Next up is the consideration of clipping polygon edges to the scanline and pixel. When it comes to pruning polygon edges, it pays to be as aggressive as possible as early as possible. If you have a bounding box for your polygon, use it to prune it out from scanline processing on rows that it doesn't cover. For each polygon that crosses the scanline, clip that polygon to the scanline. Note that it's important that you clip the polygon to the scanline. You can't just extract the edges that cross the scanline. Even though those edges on the top and bottom won't generate usable masks themselves (they'll always generate blank masks), they're important because when clipping to the pixel, they'll end up generating edges along the left edge of the pixel, which are vitally important as they do create important mask information.
I used a modified Sutherland-Hodgman algorithm. Specifically, since I knew I was only going to ever clip along pixel edges, I created two functions for clipping: one to clip along vertical lines (with a parameter that controlled left/right) and another for horizontal lines (with a parameter that controlled up/down).

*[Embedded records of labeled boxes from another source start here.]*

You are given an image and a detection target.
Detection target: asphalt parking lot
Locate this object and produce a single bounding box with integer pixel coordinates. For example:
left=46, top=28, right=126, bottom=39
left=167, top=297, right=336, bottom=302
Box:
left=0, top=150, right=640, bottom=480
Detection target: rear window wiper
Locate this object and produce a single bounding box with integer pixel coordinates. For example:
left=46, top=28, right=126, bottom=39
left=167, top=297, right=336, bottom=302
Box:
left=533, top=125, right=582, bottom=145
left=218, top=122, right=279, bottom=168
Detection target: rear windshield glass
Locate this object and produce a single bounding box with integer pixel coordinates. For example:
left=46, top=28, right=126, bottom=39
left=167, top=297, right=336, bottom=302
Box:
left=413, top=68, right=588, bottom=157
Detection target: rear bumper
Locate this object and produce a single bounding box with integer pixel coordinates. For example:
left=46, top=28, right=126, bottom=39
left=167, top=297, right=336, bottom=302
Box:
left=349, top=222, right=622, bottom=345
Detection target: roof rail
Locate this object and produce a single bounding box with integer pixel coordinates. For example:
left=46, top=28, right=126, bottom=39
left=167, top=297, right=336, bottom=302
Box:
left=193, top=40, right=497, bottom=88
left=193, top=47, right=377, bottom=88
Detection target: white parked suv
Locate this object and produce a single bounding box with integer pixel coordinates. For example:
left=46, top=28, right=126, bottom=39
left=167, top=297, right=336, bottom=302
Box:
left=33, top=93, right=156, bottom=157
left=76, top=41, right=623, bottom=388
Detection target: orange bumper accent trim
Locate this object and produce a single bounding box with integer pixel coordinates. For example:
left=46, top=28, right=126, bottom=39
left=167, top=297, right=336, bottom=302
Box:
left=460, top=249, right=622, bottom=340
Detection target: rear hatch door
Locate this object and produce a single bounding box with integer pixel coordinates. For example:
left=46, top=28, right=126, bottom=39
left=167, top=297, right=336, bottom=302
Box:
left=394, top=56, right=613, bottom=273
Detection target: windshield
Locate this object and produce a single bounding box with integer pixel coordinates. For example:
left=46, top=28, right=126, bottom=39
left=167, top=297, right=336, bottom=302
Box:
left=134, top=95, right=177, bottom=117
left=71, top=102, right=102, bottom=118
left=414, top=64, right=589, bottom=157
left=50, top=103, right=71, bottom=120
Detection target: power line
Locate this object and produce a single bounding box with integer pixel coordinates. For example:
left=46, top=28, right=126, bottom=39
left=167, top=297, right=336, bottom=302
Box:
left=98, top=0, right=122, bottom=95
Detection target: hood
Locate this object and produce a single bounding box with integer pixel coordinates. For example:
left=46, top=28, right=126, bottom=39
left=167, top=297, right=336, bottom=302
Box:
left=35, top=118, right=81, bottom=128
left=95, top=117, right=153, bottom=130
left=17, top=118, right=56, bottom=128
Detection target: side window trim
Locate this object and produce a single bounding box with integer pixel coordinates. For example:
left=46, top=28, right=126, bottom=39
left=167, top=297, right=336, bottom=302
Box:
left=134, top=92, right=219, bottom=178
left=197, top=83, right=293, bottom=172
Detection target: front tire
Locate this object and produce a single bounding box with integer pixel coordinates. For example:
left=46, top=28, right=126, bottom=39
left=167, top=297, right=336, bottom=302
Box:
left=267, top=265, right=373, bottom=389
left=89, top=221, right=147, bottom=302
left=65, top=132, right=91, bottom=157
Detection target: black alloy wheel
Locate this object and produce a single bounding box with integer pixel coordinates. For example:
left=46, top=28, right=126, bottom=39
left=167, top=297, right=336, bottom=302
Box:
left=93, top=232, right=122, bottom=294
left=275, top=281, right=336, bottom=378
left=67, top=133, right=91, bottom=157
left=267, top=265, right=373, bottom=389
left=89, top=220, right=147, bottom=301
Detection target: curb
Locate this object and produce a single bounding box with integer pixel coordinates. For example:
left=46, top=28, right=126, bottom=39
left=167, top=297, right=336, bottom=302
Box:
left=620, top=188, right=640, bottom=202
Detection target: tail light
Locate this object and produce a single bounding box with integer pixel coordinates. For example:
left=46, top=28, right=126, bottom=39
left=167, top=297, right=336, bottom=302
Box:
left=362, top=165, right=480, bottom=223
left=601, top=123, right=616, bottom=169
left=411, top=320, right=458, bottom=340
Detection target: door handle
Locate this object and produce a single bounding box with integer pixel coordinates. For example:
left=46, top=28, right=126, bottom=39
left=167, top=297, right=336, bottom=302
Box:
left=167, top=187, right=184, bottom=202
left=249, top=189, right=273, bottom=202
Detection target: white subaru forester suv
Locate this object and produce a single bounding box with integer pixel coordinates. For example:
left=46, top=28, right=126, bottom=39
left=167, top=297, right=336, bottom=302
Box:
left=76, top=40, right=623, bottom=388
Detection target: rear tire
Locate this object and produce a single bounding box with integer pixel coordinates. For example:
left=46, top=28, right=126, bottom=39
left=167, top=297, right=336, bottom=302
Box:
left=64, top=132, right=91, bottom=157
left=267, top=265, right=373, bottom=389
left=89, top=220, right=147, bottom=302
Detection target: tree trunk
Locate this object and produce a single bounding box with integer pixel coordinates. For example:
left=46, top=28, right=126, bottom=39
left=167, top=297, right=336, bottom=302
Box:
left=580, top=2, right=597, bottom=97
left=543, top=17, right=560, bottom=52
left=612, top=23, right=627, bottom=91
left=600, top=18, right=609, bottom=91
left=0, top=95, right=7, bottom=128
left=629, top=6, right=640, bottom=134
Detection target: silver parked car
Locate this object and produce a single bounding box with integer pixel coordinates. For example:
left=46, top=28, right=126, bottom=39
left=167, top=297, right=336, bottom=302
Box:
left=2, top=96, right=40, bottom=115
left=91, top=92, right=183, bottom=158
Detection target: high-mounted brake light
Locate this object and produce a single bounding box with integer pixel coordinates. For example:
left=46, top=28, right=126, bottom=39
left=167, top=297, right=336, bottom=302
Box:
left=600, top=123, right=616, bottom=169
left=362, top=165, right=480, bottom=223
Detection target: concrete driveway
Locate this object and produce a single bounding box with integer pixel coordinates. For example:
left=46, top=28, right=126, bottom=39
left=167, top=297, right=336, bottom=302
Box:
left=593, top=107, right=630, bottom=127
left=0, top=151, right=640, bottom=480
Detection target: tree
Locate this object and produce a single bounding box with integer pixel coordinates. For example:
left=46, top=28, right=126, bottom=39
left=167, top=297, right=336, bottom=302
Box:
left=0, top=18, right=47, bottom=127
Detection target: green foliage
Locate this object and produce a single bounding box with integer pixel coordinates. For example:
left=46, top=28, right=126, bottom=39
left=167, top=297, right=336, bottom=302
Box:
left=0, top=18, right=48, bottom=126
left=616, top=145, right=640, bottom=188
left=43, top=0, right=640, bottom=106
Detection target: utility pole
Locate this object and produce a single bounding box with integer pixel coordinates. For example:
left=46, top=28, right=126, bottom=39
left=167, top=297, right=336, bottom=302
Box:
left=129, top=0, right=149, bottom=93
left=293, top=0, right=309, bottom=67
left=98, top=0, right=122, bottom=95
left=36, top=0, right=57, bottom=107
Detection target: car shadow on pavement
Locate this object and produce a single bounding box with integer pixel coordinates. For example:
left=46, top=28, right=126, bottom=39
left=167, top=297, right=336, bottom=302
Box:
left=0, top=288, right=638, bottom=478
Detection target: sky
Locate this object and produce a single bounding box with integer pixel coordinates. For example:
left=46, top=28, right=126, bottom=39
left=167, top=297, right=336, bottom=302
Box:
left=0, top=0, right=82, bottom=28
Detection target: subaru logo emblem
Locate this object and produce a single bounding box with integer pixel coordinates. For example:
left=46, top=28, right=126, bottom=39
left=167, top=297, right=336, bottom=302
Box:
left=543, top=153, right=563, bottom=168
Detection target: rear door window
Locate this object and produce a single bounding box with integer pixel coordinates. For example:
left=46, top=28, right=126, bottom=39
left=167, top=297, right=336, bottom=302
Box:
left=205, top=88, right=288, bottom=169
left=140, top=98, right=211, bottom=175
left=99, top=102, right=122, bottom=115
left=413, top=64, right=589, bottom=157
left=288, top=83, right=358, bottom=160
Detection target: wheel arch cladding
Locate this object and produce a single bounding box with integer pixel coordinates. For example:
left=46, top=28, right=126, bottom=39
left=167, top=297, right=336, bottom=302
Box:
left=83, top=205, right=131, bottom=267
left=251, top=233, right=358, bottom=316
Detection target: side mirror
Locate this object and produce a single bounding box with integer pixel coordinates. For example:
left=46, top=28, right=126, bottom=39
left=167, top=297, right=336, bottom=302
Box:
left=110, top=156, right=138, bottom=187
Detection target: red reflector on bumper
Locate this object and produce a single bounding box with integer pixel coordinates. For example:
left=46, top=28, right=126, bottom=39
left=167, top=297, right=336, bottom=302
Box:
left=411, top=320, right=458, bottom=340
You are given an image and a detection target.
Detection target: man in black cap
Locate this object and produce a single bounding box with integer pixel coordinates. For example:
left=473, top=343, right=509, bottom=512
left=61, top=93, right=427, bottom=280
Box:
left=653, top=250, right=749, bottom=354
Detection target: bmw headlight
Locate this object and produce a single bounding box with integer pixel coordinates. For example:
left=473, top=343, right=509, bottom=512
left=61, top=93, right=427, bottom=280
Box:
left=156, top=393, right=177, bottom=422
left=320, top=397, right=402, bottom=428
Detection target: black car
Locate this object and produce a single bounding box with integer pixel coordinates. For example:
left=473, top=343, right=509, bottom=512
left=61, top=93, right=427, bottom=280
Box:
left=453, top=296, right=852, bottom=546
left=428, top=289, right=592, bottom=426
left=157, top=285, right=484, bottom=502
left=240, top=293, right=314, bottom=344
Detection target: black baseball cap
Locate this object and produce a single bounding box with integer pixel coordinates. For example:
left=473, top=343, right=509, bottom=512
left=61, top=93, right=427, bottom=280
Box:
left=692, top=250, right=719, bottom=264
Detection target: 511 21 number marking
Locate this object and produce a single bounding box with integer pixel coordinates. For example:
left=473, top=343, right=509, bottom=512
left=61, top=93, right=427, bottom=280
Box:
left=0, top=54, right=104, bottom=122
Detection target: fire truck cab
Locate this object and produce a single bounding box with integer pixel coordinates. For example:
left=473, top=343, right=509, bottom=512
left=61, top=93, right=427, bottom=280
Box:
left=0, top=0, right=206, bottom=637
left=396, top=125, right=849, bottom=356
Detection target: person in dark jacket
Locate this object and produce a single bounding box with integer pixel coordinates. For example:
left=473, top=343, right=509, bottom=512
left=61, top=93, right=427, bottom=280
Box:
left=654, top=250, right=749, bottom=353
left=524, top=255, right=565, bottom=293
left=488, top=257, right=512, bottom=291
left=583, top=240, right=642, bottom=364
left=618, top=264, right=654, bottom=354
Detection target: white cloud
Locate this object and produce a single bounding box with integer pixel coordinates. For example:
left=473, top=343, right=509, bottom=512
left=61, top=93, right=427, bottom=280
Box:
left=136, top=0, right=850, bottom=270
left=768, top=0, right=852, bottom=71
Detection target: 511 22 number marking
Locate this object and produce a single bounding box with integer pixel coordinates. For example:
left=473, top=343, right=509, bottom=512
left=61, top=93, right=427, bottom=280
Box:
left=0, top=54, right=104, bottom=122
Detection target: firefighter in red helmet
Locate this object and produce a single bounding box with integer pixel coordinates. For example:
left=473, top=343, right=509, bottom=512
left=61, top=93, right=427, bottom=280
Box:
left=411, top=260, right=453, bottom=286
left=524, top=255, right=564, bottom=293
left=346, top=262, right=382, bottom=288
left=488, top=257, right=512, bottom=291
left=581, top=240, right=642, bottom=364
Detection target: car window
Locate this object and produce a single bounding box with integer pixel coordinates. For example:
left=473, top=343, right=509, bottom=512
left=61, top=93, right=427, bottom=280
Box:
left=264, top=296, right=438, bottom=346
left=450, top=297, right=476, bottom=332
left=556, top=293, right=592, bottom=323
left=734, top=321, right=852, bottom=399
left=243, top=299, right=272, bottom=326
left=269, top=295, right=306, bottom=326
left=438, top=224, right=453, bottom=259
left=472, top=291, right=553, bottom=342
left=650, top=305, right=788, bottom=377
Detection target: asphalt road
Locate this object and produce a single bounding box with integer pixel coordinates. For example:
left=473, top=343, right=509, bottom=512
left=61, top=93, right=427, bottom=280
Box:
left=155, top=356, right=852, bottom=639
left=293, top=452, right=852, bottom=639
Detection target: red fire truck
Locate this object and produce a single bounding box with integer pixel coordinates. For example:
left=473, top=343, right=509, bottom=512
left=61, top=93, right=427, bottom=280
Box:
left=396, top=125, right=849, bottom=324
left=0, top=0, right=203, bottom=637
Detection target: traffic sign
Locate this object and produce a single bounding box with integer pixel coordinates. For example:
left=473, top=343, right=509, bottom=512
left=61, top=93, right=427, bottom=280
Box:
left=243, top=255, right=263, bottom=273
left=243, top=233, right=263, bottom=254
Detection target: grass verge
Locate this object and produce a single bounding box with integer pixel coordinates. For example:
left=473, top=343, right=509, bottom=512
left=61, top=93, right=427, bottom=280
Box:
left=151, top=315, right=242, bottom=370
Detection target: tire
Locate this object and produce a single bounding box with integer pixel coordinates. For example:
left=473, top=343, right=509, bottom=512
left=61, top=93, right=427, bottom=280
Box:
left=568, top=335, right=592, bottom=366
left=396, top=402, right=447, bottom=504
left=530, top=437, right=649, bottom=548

Here's some sample code based upon Sutherland-Hodgman simplified for clipping along a horizontal line:

	void clipToHorizontalLine(float y, float norm,
			const std::vector<Vector2>& ptsIn,
			std::vector<Vector2>& ptsOut)
	{
		ptsOut.clear();
		int nPoints = (int) ptsIn.size();
		int nodes = 0;
		int j = nPoints - 1;	// i is the current vertex, j is the previous
		for (int i = 0; i < nPoints; i++)
		{
			Vector2 current = ptsIn[i];
			Vector2 previous = ptsIn[j];
			// If current is on the correct side
			if ((current.y - y) * norm <= 0)
			{
				// If previous is NOT on correct side
				if ((previous.y - y) * norm > 0)
				{
					// Calculate the intercept
					float px1 = (current.x + (previous.x - current.x)
						      * (y - current.y) / (previous.y - current.y));

					// Push the intersect. Don't push the other one,
					// because it's not on the correct side.
					ptsOut.push_back(Vector2(px1, y));
				}

				// Push the current, because it's on the correct side
				ptsOut.push_back(current);
			}
			// If previous is on the correct side
			else if ((previous.y - y) * norm <= 0)
			{
				// Calculate the intercept
				float px1 = (current.x + (previous.x - current.x)
						  * (y - current.y) / (previous.y - current.y));

				// Push the intersect
				ptsOut.push_back(Vector2(px1, y));
			}
			j = i;
		}
	}

Clipping along a vertical line is similar with X and Y swapped in appropriate places.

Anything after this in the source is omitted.